When the Past Still Feels Present: Letting Go or Holding Differently

Some moments from our past are unshakably real. They happened. They left an imprint. We might remember the exact feeling in our body, the way the room looked, or the words spoken. Those experiences—whether painful, shaming, or frightening—can hold truth.

But even when the memory is true, it’s worth asking:

What did I believe about myself or the world at that time?

Is that belief still true today?

Do I still need to carry this in the same way?

Because often, it’s not the facts of the event that keep us stuck—it’s the meaning we gave it, the story we told ourselves in that moment, and the way our body continues to react as though it’s happening again.

Why True Memories Can Still Hijack the Present

When we live through something overwhelming, the brain prioritizes protection over perspective. The prefrontal cortex—the part that helps us think logically—loses capacity, and our survival systems take charge. Adrenaline and cortisol flood the body. Muscles tense. Heart rate spikes.

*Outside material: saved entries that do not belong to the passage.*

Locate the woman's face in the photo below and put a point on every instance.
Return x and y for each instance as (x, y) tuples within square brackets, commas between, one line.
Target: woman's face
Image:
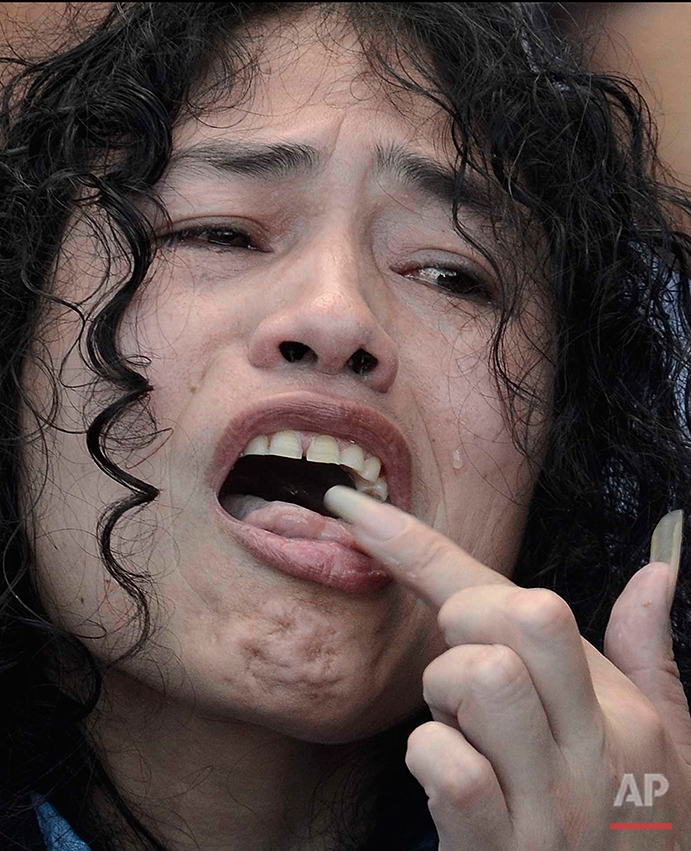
[(315, 213)]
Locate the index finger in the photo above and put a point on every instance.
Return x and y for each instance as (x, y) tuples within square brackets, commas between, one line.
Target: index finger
[(414, 553)]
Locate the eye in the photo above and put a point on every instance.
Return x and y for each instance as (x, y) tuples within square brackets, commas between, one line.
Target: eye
[(460, 282), (215, 238)]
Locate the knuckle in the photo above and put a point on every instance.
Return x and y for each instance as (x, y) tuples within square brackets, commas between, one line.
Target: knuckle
[(498, 669), (540, 612), (450, 612), (460, 783)]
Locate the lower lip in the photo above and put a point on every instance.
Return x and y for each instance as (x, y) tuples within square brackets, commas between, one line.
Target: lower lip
[(329, 563)]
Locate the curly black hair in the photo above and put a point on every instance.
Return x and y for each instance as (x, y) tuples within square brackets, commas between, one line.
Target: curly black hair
[(569, 153)]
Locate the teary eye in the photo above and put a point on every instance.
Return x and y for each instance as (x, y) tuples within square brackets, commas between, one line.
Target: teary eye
[(457, 281), (220, 238)]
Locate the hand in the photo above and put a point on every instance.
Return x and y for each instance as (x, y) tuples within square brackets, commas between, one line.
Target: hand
[(533, 728)]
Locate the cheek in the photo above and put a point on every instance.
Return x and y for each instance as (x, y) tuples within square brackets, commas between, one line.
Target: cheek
[(479, 484)]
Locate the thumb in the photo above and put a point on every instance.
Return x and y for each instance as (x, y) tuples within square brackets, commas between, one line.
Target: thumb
[(638, 639)]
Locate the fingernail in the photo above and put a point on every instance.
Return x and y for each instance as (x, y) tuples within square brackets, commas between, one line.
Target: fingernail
[(376, 519), (666, 545)]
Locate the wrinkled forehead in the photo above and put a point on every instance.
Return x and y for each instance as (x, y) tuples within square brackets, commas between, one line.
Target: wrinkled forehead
[(315, 70)]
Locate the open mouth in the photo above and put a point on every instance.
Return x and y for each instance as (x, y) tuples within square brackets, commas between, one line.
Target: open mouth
[(294, 468)]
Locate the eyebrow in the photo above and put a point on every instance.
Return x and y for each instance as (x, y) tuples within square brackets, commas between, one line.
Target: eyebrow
[(282, 161)]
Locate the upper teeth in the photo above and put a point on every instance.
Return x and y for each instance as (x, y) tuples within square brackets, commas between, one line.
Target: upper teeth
[(324, 449)]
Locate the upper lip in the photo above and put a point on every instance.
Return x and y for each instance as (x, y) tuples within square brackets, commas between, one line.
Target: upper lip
[(322, 414)]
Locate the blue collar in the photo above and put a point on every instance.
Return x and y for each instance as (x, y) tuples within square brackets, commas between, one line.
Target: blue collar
[(57, 833)]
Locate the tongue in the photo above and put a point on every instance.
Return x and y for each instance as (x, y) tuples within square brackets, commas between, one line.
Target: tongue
[(283, 518)]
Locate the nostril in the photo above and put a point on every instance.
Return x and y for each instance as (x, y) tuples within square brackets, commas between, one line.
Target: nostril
[(362, 362), (293, 351)]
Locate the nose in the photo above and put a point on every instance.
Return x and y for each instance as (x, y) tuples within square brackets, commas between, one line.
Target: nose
[(323, 323)]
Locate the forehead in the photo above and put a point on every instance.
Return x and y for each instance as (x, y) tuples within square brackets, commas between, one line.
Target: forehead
[(313, 81)]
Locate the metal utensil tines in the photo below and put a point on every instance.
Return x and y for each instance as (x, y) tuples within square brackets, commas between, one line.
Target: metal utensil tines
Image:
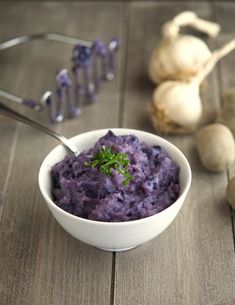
[(92, 63)]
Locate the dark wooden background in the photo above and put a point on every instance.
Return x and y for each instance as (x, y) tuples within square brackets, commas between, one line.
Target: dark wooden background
[(192, 262)]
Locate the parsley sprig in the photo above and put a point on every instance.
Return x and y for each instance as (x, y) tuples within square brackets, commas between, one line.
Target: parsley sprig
[(105, 160)]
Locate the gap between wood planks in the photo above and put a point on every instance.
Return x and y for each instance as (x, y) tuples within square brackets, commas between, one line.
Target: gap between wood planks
[(220, 92)]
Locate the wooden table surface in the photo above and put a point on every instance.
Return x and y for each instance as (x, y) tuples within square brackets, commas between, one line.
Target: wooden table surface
[(192, 262)]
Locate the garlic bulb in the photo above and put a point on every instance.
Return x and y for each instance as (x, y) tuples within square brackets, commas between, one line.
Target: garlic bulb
[(177, 106), (216, 147), (227, 115), (179, 57)]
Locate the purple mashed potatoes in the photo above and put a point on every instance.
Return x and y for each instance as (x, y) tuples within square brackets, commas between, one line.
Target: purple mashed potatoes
[(86, 192)]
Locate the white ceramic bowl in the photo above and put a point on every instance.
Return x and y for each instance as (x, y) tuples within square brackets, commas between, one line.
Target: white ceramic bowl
[(113, 236)]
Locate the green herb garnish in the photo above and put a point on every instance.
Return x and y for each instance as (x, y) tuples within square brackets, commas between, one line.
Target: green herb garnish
[(105, 159)]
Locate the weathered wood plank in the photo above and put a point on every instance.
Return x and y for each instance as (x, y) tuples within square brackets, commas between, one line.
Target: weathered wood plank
[(192, 262), (224, 15), (39, 262)]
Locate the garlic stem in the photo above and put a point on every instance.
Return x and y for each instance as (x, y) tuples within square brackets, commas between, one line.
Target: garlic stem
[(172, 28), (212, 61)]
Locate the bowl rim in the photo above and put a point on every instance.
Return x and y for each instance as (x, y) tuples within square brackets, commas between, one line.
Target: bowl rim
[(121, 223)]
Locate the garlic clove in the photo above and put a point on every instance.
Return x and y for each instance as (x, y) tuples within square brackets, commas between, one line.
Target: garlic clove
[(216, 147), (178, 58), (176, 107), (227, 114), (230, 192)]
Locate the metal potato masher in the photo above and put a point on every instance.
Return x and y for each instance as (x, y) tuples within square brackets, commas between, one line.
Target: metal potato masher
[(92, 63)]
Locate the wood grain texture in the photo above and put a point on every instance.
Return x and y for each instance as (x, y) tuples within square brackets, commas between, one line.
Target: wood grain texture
[(192, 262), (39, 262), (225, 16)]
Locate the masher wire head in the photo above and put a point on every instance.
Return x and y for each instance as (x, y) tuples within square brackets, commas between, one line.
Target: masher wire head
[(92, 63)]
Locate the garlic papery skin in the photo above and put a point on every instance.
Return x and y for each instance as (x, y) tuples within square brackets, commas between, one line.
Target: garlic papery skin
[(179, 57), (176, 107), (227, 114)]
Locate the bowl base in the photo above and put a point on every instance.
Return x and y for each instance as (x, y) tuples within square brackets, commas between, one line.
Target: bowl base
[(115, 250)]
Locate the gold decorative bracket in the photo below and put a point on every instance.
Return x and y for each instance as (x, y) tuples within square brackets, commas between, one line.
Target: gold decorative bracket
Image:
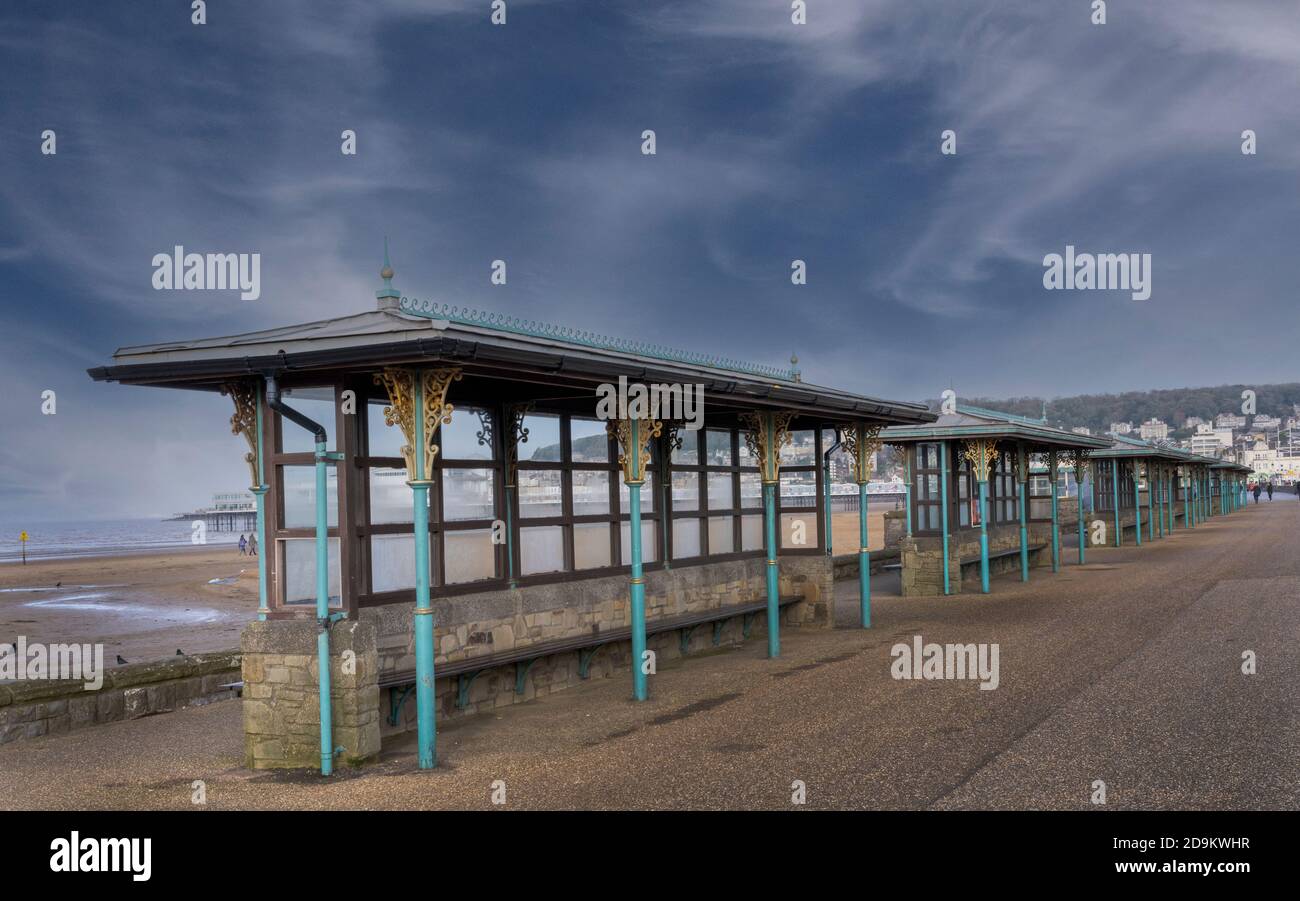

The moment is stored in a way that’s meant to keep us safe if danger returns, but this can mean our nervous system reactivates long after the threat has passed. A smell, a tone of voice, a certain look—anything that echoes the original event—can trigger the same physiological response.

When a memory is unprocessed, we can lose our sense of chronological order. In those moments, we may feel the same age we were when the experience happened.

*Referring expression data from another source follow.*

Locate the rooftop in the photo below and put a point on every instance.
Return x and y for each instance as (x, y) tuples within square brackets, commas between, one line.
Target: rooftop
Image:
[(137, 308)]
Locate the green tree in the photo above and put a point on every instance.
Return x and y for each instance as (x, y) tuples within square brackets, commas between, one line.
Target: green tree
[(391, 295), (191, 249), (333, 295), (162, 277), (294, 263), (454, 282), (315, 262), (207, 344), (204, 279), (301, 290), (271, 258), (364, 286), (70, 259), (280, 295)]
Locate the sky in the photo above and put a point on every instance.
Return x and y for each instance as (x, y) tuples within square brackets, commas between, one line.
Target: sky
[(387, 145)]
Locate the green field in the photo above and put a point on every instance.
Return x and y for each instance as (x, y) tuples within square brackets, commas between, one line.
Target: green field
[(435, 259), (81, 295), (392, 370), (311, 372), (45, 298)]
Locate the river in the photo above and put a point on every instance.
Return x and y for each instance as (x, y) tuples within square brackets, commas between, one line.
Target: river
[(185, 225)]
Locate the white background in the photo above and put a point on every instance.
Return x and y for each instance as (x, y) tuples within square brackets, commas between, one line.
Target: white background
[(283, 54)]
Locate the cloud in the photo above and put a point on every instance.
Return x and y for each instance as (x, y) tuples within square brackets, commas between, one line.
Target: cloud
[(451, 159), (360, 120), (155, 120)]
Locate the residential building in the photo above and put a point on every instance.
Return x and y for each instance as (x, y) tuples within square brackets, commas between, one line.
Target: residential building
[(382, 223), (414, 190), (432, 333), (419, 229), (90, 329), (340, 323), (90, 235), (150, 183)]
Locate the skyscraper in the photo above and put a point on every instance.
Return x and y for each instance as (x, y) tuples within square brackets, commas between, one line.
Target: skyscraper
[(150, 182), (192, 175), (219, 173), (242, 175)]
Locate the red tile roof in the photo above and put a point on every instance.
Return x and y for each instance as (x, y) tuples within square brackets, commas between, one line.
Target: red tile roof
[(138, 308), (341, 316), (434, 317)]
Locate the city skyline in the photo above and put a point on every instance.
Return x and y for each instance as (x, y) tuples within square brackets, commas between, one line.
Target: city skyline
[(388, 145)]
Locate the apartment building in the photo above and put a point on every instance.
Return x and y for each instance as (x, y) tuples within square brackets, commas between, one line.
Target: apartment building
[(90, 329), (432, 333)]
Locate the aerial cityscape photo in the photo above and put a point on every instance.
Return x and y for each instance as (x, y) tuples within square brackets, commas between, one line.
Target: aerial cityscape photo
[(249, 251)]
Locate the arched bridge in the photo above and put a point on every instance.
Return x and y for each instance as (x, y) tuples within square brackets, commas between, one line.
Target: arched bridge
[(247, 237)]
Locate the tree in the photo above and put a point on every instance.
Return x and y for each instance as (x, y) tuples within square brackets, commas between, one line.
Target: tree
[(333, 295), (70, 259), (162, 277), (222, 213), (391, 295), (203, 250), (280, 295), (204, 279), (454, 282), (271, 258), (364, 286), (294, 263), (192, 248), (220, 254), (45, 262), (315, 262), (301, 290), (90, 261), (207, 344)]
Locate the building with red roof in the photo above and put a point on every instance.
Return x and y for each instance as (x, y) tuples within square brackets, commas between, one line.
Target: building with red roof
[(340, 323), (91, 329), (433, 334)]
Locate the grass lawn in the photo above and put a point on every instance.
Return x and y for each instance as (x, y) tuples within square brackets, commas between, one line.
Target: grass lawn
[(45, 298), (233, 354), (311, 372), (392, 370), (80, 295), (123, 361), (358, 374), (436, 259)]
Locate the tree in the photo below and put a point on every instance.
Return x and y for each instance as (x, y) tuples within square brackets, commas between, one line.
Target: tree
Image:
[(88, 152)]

Processing Without Erasing

Approaches like Somatic EMDR and Accelerated Resolution Therapy (ART) are not about denying or rewriting the truth of what happened. Instead, they help us slow down the body’s response so we can integrate the memory without the same level of emotional charge.

Through bilateral stimulation (BLS)—activating both sides of the brain—the narrative and emotional centers can process together. This allows us to place the memory back on the timeline where it belongs. The truth remains, but it no longer has the power to pull us entirely out of the present.

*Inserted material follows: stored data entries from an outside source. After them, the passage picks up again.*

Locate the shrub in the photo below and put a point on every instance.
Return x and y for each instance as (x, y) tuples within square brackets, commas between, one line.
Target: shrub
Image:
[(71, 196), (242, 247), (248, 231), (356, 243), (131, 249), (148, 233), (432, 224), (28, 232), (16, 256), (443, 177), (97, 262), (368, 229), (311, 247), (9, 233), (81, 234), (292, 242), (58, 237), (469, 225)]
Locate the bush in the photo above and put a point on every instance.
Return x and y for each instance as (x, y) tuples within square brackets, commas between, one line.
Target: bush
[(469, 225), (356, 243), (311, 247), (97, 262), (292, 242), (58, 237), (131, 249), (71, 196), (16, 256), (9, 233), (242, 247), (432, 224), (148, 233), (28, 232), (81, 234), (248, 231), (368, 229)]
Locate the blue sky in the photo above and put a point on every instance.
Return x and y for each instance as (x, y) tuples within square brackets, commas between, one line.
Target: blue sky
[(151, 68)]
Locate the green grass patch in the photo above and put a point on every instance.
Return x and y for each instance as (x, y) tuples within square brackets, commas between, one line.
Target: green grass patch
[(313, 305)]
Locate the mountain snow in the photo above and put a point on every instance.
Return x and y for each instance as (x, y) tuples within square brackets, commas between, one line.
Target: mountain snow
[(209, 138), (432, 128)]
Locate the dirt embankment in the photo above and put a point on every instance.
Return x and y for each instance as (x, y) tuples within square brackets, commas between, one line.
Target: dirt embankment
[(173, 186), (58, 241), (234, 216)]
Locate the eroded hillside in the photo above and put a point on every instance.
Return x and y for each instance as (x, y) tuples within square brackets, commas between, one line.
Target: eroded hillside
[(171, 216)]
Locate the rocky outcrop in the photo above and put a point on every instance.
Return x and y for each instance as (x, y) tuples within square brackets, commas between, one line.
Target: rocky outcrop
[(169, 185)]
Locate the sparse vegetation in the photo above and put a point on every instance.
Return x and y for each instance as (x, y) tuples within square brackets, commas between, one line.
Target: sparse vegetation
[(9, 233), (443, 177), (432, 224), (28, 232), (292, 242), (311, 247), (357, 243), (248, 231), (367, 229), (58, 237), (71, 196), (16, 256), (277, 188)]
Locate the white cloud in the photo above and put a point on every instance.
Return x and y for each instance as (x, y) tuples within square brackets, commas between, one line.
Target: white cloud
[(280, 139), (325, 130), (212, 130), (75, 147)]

Tools for Regulation in Real Time

  • You don’t need to wait for a therapy session to begin working with activation. Practices that can help include:

  • Breathing techniques that signal safety to the nervous system.

  • Self-administered bilateral stimulation (such as tapping alternately on each knee or opposite shoulder).

  • Containment strategies—mentally placing overwhelming feelings in a safe space until they can be processed with the right support.

  • These aren’t about avoiding the truth—they’re about keeping the truth anchored in the past, so it doesn’t take over the present.

When the Past Finds Its Rightful Place

We can’t change the reality of what happened. What we can change is how our body and mind hold it. Processing allows us to keep the truth of the experience while releasing the hold it has on our day-to-day life.

When a memory is integrated, we can acknowledge its reality without reliving its impact. We carry it with perspective instead of being carried by it. And that shift opens more space for choice, presence, and connection in the here and now.